The target phenotype t ^p is the absorbing state of the Markov chain; all other phenotypes are transient. The row corresponding to phenotype t ^p is therefore modified such that \(p_{t^{\rm p}t^{\rm p}} = 1\) and \(p_{t^{\rm p}x^{\rm p}} = 0 \forall x^{\rm p}\ne t^{\rm p}\). Placing P in canonical form, we have

$$ {\bf P} = \left(\begin{array}{llll} p_{11}& p_{12}& \ldots & p_{1t^{\rm p}} \\ p_{21} & p_{22} & \ldots & p_{2t^{\rm p}} \\ \vdots & \vdots & \ddots & \vdots \\ p_{t^{\rm p}1} & p_{t^{\rm p}2} & \ldots & p_{t^{\rm p}t^{\rm p}} \end{array}\right) = \left(\begin{array}{llll} p_{11} & p_{12} & \ldots & p_{1t^{\rm p}} \\ p_{21} & p_{22} & \ldots & p_{2t^{\rm p}} \\ \vdots & \vdots & \ddots & \vdots \\ 0 & 0 & \ldots & 1 \end{array}\right) = \left(\begin{array}{ll} {\bf Q} & {\bf R} \\ \hline {\bf 0} & 1 \end{array}\right), $$

(16)

where Q is a \((|\Upphi^{\rm p}|-1)\times (|\Upphi^{\rm p}|-1)\) matrix, R is a \((|\Upphi^{\rm p}|-1)\times 1\) column vector, and 0 is a \(1\times (|\Upphi^{\rm p}|-1)\) row vector. To obtain the mean waiting time, we use Q to calculate the fundamental matrix

$$ {\bf N}=({\bf I}-{\bf Q)^{-1}}, $$

(17)

where I is the identity matrix and entry \(n_{x^{\rm p}y^{\rm p}}\) is the expected time spent in transient phenotype x ^p, given that the random walk started in the transient phenotype y ^p. The fundamental matrix is then used to calculate

$$ {\bf \tau}={\bf N}{\bf e}, $$

(18)

where e is a column vector of ones and \(\tau_{x^{\rm p}}\) is the mean waiting time to reach phenotype t ^p from phenotype x ^p.

1.2 Appendix 2: Markov chains to determine the most common path

Absorbing Markov chains can also be used to determine the most common path from a transient phenotype s ^p to a target phenotype t ^p.

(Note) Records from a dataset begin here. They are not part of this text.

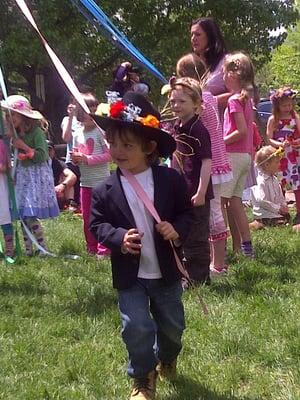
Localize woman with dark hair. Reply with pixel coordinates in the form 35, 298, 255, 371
191, 17, 228, 98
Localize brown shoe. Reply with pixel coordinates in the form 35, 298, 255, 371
156, 358, 177, 381
130, 370, 157, 400
249, 219, 265, 231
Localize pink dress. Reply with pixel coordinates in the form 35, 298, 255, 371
201, 92, 232, 184
273, 117, 300, 190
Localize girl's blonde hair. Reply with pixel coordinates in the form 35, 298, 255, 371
169, 77, 202, 104
255, 145, 282, 171
17, 114, 49, 136
223, 52, 255, 102
176, 53, 206, 83
270, 86, 297, 126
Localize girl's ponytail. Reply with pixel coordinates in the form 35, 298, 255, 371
224, 52, 255, 103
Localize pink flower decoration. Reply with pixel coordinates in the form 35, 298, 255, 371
12, 100, 29, 111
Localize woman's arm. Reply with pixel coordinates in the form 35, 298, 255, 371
192, 158, 211, 207
224, 112, 248, 144
267, 115, 283, 147
62, 104, 76, 143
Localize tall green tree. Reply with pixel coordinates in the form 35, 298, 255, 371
269, 0, 300, 90
0, 0, 297, 138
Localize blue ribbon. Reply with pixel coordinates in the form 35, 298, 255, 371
71, 0, 167, 83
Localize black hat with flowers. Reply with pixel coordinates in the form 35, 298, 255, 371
92, 92, 176, 157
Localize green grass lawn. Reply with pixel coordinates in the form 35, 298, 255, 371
0, 215, 300, 400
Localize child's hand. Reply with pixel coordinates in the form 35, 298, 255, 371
191, 193, 205, 207
121, 228, 144, 255
12, 138, 26, 150
292, 139, 300, 149
279, 204, 289, 215
155, 221, 179, 240
282, 140, 291, 149
67, 104, 76, 117
71, 151, 86, 164
54, 183, 65, 197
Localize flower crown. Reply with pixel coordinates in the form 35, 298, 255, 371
270, 88, 298, 103
256, 146, 284, 167
12, 100, 32, 111
109, 100, 159, 128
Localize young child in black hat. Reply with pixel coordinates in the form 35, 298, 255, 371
90, 92, 192, 400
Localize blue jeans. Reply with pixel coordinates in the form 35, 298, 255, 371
118, 278, 185, 378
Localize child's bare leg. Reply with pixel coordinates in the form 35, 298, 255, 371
222, 198, 241, 253
229, 196, 251, 242
211, 239, 226, 267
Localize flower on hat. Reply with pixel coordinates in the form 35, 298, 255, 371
270, 88, 298, 103
109, 100, 126, 118
139, 114, 159, 128
12, 100, 30, 111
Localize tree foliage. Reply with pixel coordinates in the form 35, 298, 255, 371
259, 0, 300, 93
0, 0, 297, 136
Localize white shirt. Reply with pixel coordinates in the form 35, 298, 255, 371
121, 168, 162, 279
251, 171, 286, 219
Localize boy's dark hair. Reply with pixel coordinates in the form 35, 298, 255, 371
105, 126, 159, 166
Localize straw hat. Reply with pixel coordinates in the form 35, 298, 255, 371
1, 94, 44, 119
91, 92, 176, 157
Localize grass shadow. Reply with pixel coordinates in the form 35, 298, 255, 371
0, 282, 48, 296
60, 290, 118, 317
164, 376, 250, 400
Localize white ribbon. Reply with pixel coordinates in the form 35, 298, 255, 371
16, 0, 90, 114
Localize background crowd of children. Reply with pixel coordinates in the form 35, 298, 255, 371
0, 14, 300, 399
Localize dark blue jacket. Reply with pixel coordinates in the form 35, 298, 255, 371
90, 166, 192, 289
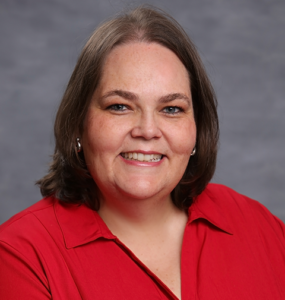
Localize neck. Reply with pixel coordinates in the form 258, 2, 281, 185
98, 195, 185, 238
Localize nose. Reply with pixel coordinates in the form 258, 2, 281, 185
131, 113, 162, 140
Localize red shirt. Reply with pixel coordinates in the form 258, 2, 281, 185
0, 184, 285, 300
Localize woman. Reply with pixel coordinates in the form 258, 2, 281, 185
0, 7, 285, 300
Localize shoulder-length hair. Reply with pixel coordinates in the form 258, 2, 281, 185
37, 6, 219, 210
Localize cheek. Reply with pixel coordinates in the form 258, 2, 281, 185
84, 113, 126, 156
172, 121, 196, 158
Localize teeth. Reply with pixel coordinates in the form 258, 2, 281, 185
121, 152, 162, 162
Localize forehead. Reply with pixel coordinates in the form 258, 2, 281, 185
98, 42, 190, 95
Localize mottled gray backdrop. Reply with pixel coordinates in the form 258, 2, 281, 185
0, 0, 285, 223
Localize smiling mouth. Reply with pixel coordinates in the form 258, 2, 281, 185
121, 152, 163, 162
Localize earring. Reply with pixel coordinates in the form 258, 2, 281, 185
76, 138, 82, 152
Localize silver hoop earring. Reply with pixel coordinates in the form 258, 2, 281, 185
76, 138, 82, 152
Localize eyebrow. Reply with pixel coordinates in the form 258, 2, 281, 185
100, 90, 191, 103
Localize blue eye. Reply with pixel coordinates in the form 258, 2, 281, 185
108, 104, 128, 111
163, 106, 182, 115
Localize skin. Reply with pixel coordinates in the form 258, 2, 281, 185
82, 43, 196, 298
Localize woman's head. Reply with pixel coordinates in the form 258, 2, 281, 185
38, 7, 218, 209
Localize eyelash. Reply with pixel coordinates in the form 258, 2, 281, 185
107, 103, 184, 115
107, 104, 128, 111
163, 106, 184, 115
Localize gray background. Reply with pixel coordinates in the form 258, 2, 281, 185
0, 0, 285, 223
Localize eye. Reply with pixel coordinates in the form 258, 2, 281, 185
162, 106, 183, 115
107, 104, 128, 111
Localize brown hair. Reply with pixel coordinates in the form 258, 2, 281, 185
37, 6, 219, 210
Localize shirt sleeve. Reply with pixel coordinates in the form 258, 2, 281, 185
0, 241, 52, 300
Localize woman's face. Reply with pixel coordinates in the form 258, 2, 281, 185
82, 43, 196, 203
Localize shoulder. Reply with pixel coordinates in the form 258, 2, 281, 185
201, 183, 285, 237
0, 197, 55, 244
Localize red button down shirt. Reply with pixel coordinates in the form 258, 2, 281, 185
0, 184, 285, 300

Since the most common path must visit each phenotype at most once, the length of the path must be less than or equal to the total number of phenotypes \(|\Upphi^{\rm p}|\). Every path has an associated probability, which can be calculated using the entries of the transition matrix P. For example, the path \(s^{\rm p}\rightarrow x^{\rm p}\rightarrow y^{\rm p} \rightarrow t^{\rm p}\) has probability \(p_{s^{\rm p}x^{\rm p}} p_{x^{\rm p}y^{\rm p}} p_{y^{\rm p}t^{\rm p}}\). The most common path is the one with the highest such joint probability, which can be determined efficiently using the message passing approach described in [3].